Curta de Leonardo Lacca

Por Luiz Joaquim | 04.08.2008 (segunda-feira)

Abaixo a busca pelo sentido estrito de um filme! Abaixo a explicação ipsis litteris de um roteiro! O cinema é proporcionalmente mais potente na medida em que permite seu espectador deflagrar vôos audaciosos pelo próprio limite de percepção e interpretação do que se desenrola a sua frente. “Décimo Segundo”, curta-metragem de Leonardo Lacca, propõe isso.

Contando a história do reencontro, após longa data afastados (supõe-se), de um casal vivido pelos atores Rita Carelli e Irandhir Santos, o filme dispensa informações mais detalhadas sobre a tensão que circunda os dois. Ambos são/estão quase mudos e sem reação diante da concretude do reencontro em si. O reencontro, afinal, é mais eloqüente que qualquer outra fala (que não é dita) ou qualquer artifício de montagem.

Quase sem fala e quase sem intervenção de edição (música não há), restam, então, a câmera com sua liberdade de movimentação e os atores com seu poder de personificação. No primeiro caso, a fotografia feita por Marcelo Lordello obedece a difícil postura de um olho inquieto, e quase consciente da gravidade que sufoca o ar entre o casal.

Nesses conflitos do olhar, entre o casal, entre a câmera e o casal, entre a câmera e Carelli e, principalmente entre a câmera e Irandhir, Lordello flutua com elegância, nunca esquecendo a importância dramática da cromaticidade da luz e, conforme for, da frieza com a qual essa luz pode compor uma atmosfera. Pelo enquadramento e movimentos de sua câmera, somos, nós espectadores, aqueles que desejam entender o que se passa na cabeça do casal impotente.

No segundo caso, é pela comunhão entre a direção de Lacca com seus atores que temos uma interpretação adequada e promotora de rápida empatia. Enquanto o papel de Carelli ocupa seu lugar de figura diplomática e distante na relação aparentemente maculada no passado entre os dois, o personagem de Irandhir é dono de seu próprio mundo. É um mundo intransponível pela câmera insistente de Lordello, mas é também um mundo claramente incomodado com o que está posto, e expressado com exatidão pela contenção deste ator extraordinário.

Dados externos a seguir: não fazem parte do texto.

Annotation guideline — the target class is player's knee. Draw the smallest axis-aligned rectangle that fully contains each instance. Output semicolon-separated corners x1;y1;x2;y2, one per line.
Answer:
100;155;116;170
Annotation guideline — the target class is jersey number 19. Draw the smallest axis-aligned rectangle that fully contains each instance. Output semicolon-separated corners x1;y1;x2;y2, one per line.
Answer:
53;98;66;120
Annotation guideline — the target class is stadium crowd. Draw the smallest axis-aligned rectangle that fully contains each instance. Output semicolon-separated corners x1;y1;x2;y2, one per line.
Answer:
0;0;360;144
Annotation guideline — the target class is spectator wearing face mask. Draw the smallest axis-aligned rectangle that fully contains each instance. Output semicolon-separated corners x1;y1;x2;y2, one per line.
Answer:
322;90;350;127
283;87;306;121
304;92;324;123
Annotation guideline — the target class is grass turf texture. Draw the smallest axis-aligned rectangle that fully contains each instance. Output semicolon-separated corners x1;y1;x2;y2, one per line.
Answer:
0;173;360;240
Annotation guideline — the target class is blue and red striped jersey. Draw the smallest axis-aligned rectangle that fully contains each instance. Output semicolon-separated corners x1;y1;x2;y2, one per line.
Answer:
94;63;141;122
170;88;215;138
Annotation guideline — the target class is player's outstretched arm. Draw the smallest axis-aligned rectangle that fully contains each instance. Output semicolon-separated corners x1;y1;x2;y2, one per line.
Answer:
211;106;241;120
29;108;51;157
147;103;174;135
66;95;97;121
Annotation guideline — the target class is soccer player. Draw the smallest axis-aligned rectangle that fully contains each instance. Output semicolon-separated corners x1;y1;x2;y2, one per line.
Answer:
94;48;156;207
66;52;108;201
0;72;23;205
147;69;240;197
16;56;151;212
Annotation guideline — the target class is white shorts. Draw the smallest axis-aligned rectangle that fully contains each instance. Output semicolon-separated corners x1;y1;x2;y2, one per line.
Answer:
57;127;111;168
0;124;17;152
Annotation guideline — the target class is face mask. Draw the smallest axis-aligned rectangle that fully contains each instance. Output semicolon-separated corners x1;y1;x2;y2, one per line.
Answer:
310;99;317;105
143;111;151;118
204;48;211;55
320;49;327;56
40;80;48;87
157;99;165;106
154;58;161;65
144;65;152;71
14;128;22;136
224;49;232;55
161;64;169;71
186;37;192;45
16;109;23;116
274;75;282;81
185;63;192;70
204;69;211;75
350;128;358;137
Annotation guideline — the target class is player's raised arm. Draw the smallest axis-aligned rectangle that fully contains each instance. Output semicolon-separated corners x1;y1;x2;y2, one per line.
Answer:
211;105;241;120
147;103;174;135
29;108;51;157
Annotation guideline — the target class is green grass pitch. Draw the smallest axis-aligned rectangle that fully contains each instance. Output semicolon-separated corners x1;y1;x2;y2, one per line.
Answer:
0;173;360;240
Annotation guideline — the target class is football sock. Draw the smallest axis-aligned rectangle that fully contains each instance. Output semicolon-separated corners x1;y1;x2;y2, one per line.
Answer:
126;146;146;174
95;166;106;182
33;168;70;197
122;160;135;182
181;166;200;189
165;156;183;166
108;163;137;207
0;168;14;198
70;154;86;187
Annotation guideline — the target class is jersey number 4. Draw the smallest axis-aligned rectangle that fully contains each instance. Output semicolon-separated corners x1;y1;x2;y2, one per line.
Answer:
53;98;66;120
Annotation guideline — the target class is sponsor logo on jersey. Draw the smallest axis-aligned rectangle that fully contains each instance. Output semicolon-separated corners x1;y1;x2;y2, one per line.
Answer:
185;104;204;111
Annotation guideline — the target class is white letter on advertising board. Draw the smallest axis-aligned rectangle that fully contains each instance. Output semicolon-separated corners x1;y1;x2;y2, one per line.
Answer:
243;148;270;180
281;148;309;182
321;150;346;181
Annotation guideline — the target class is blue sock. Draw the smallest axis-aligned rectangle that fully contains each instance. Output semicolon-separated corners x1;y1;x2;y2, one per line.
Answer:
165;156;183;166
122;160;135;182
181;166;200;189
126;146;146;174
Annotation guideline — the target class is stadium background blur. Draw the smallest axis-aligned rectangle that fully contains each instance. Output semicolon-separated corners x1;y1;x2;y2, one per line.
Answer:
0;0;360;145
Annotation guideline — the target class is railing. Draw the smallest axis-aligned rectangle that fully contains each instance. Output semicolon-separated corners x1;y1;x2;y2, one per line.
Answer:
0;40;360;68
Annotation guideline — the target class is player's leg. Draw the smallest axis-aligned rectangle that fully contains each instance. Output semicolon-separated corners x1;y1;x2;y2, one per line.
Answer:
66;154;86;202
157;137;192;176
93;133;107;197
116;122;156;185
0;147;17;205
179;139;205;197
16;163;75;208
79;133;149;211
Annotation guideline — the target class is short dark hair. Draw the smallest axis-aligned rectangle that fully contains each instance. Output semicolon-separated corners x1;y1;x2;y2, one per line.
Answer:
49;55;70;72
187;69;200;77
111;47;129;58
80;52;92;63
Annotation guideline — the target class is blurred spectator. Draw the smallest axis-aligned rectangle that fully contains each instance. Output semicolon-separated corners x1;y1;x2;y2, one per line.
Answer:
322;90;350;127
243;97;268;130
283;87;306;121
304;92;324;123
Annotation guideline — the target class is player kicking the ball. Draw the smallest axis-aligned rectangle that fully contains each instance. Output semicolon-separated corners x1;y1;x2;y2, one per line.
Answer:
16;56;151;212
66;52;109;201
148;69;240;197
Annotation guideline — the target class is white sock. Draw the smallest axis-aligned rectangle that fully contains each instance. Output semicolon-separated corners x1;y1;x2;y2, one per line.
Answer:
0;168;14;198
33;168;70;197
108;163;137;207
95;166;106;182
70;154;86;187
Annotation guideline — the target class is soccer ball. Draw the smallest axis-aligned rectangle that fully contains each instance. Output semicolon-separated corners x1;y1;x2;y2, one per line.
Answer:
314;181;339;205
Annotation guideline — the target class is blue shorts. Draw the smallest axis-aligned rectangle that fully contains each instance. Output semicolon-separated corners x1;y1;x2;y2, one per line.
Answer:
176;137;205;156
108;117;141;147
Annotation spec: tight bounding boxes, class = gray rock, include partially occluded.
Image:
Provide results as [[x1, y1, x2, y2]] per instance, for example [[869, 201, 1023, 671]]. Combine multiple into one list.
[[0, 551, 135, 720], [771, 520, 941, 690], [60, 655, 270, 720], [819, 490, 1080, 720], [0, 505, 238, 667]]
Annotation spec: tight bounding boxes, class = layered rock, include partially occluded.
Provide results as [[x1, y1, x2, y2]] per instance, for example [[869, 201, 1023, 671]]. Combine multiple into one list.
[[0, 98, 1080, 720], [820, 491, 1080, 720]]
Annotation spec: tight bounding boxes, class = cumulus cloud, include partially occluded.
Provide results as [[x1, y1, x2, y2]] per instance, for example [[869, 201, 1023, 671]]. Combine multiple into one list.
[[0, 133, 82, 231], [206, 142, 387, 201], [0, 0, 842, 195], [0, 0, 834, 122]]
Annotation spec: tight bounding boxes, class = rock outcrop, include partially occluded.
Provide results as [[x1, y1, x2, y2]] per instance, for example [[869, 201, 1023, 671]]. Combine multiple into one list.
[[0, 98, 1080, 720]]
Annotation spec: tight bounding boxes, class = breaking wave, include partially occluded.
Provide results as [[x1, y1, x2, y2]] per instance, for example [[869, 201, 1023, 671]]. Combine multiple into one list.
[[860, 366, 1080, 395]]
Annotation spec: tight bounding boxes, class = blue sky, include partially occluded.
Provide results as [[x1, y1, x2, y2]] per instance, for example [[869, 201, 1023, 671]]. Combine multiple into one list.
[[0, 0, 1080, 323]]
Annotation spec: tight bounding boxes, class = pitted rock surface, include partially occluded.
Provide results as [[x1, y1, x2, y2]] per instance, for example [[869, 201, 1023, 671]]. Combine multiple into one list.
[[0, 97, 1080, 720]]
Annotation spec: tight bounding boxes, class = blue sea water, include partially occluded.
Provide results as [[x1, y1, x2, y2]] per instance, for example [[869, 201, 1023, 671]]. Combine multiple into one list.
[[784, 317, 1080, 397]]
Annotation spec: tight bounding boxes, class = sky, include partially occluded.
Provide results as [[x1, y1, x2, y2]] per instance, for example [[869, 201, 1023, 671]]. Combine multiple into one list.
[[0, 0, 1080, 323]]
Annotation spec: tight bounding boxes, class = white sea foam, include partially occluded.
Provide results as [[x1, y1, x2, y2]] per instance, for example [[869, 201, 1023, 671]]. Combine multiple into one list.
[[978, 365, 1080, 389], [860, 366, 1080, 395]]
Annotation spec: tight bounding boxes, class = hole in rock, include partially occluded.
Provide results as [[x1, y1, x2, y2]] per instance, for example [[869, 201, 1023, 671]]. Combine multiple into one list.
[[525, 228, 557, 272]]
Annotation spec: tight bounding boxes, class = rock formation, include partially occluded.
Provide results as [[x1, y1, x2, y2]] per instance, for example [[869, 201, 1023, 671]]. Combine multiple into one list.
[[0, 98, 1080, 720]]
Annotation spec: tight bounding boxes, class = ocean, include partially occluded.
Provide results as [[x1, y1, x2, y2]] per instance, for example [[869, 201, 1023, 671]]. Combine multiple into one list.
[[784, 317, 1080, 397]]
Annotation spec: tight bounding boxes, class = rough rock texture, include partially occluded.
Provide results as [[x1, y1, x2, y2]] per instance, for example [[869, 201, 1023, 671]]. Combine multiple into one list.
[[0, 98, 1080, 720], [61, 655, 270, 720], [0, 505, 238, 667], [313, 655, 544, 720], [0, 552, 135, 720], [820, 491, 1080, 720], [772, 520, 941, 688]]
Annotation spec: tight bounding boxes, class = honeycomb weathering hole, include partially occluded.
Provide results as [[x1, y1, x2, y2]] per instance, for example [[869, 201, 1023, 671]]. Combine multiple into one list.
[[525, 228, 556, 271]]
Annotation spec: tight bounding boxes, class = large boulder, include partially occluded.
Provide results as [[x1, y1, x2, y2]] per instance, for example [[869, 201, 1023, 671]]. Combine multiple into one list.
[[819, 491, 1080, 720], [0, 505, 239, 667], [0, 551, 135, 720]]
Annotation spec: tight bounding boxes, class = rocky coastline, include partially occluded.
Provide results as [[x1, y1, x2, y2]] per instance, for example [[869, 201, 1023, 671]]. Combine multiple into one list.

Por essa competência Lacca e equipe garantiram o reconhecimento da melhor direção dentro da competição de curtas-metragens no último festival de Brasília. Era a 40ª edição do evento, que contemplava dessa forma a sintonia precisa para se criar uma fantasia velada de um casal numa cozinha, sem fala, sem música, quase sem cortes, mas abundante em sugestão emotiva.